With the muted inflation figure, Oanda senior market analyst Edward Moya noted that the "question is no longer will they (the Fed) cut, but by how much".

In Singapore, trading volume clocked in at 1.08 billion securities, 90 per cent of the daily average in the first five months of 2019.

Total turnover came to $1.02 billion, just under the January-to-May daily average.

Across the market, advancers outpaced decliners 214 to 154. The STI had six of its 30 components in the red.

Property developers and real estate investment trusts (Reits) remained in vogue, thanks to a dovish interest rate outlook. City Developments Limited advanced $0.23 or 2.5 per cent to $9.42 while Oxley Holdings added one Singapore cent or 3.2 per cent to $0.32.

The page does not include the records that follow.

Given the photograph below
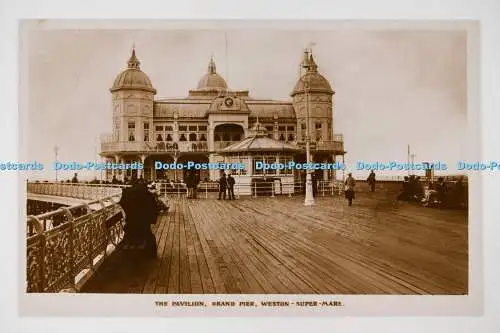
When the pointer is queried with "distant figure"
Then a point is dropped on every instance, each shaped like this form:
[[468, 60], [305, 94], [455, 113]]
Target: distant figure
[[371, 181], [196, 181], [141, 211], [315, 184], [349, 188], [405, 193], [222, 186], [189, 184], [230, 187]]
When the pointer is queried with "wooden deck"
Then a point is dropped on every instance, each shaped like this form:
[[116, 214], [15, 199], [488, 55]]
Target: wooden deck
[[278, 246]]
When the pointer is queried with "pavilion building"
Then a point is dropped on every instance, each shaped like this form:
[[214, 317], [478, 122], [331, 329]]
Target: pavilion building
[[213, 117]]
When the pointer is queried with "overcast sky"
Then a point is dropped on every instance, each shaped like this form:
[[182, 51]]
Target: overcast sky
[[393, 88]]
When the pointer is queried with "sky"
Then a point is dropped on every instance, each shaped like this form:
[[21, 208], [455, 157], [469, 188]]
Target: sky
[[392, 88]]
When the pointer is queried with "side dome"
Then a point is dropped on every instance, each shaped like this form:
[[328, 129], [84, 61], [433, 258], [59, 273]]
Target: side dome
[[211, 80], [133, 78], [315, 81]]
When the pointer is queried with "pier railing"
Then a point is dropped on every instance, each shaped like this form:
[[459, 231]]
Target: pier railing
[[75, 190], [66, 246]]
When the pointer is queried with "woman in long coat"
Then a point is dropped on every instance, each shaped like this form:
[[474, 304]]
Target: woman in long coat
[[349, 188]]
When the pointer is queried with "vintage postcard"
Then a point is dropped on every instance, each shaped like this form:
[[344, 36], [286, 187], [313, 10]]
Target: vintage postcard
[[229, 168]]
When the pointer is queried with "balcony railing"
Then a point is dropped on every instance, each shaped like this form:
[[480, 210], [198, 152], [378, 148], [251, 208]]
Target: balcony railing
[[133, 146]]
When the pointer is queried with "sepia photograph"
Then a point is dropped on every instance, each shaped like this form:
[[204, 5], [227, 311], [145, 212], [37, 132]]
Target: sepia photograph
[[220, 159]]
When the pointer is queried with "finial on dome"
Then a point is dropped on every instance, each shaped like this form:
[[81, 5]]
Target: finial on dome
[[133, 62], [211, 66], [305, 59], [312, 64]]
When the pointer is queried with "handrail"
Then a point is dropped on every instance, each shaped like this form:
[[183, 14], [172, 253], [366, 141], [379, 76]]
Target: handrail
[[63, 256]]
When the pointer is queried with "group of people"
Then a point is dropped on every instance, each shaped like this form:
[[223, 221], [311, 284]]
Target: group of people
[[435, 194], [192, 179], [226, 184], [141, 210]]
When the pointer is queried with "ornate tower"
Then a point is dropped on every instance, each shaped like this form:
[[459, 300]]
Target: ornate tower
[[132, 94], [313, 89]]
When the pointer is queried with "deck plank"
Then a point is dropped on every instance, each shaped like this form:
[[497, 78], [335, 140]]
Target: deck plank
[[279, 246]]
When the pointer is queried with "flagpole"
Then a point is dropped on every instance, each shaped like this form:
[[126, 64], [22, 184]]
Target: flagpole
[[408, 159]]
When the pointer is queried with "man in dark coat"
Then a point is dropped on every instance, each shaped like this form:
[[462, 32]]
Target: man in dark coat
[[222, 186], [230, 187], [141, 211], [196, 181], [371, 181]]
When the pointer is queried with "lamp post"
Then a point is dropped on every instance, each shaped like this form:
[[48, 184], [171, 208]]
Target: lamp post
[[309, 199], [56, 150]]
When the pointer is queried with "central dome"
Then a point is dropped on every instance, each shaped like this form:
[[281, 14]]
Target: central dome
[[312, 80], [211, 80], [133, 78]]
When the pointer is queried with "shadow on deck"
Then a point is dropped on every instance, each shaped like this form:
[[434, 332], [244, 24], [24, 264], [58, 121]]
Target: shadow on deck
[[278, 246]]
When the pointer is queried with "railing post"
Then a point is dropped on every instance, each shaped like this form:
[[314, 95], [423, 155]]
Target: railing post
[[71, 247], [41, 256]]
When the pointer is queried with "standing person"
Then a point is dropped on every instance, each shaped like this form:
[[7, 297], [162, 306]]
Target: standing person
[[371, 181], [188, 179], [230, 187], [349, 188], [196, 181], [222, 186]]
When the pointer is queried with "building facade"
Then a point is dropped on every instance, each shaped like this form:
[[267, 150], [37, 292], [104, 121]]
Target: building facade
[[211, 118]]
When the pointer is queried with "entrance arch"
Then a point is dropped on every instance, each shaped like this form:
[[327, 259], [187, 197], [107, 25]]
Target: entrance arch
[[227, 134]]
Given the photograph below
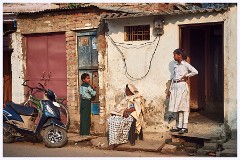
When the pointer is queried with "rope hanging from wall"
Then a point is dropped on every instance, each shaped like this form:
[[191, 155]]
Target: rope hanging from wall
[[124, 59]]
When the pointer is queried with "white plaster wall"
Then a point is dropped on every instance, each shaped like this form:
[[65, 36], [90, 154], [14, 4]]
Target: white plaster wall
[[18, 65], [230, 68], [153, 86]]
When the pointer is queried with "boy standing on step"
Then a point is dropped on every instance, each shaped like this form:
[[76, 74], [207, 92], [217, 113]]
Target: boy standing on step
[[179, 95], [86, 95]]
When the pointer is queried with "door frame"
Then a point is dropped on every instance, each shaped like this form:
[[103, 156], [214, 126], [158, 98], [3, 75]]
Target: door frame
[[186, 43]]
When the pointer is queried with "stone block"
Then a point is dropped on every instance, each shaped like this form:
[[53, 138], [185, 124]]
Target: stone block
[[229, 153], [189, 144], [100, 142], [191, 149], [169, 149], [210, 146], [203, 151], [232, 144], [178, 140], [143, 145]]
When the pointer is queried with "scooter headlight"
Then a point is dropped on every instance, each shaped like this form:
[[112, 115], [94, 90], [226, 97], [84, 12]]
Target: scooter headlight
[[50, 110]]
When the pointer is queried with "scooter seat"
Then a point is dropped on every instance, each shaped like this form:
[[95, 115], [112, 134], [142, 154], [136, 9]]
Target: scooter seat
[[23, 110]]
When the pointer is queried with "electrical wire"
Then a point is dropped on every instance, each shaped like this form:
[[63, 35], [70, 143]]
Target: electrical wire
[[125, 64]]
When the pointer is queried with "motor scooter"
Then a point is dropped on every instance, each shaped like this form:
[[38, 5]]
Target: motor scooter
[[49, 127]]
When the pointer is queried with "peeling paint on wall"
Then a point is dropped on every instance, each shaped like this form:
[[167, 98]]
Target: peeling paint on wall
[[18, 65]]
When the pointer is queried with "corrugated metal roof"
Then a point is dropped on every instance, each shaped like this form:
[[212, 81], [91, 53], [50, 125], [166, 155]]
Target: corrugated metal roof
[[129, 12], [167, 12]]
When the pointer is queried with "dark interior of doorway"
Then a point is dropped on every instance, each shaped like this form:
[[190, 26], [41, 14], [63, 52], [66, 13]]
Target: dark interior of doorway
[[204, 45]]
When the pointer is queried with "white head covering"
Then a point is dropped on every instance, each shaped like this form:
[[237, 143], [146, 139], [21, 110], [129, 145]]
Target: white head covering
[[132, 88]]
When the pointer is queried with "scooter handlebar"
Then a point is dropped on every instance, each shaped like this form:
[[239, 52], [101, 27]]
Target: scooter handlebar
[[42, 87]]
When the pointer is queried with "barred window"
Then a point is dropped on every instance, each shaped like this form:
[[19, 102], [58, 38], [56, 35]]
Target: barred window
[[137, 33]]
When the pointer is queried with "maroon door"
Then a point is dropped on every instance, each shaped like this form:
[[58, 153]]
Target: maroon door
[[46, 62]]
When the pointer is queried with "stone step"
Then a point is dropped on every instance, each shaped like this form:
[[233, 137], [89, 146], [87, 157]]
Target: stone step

RHB Research Institute initiated coverage on Oxley with a "buy" recommendation and a target price of $0.41.

RHB analyst Jerrick Seet said that concerns over Oxley's gearing level were overdone, and would be lowered by sales of its key assets.

Among Reits, CapitaLand Commercial Trust units added three Singapore cents or 1.5 per cent at $2.08.

Oil prices were close to five-month lows on Wednesday due to increased US crude stockpiles and lower demand, but rebounded yesterday.

DBS Equity Research analyst Yeo Kee Yan said in a report before prices rebounded that stocks to watch in anticipation of a subsequent rebound in Brent oil prices include SembCorp Marine (up two Singapore cents or 1.4 per cent to $1.49), SembCorp Industries (flat at $2.38) and Keppel Corp (up four Singapore cents or 0.6 per cent to $6.30).

Among the banks, DBS Group Holdings edged down two Singapore cents or 0.1 per cent to $24.68 and OCBC Bank dropped three Singapore cents or 0.3 per cent at $10.77. United Overseas Bank ended at $24.75, up $0.14 or 0.6 per cent.

On 37.7 million shares traded, Yangzijiang Shipbuilding was the benchmark index's most traded stock yesterday. The shipbuilder gained two Singapore cents or 1.4 per cent to close at $1.47.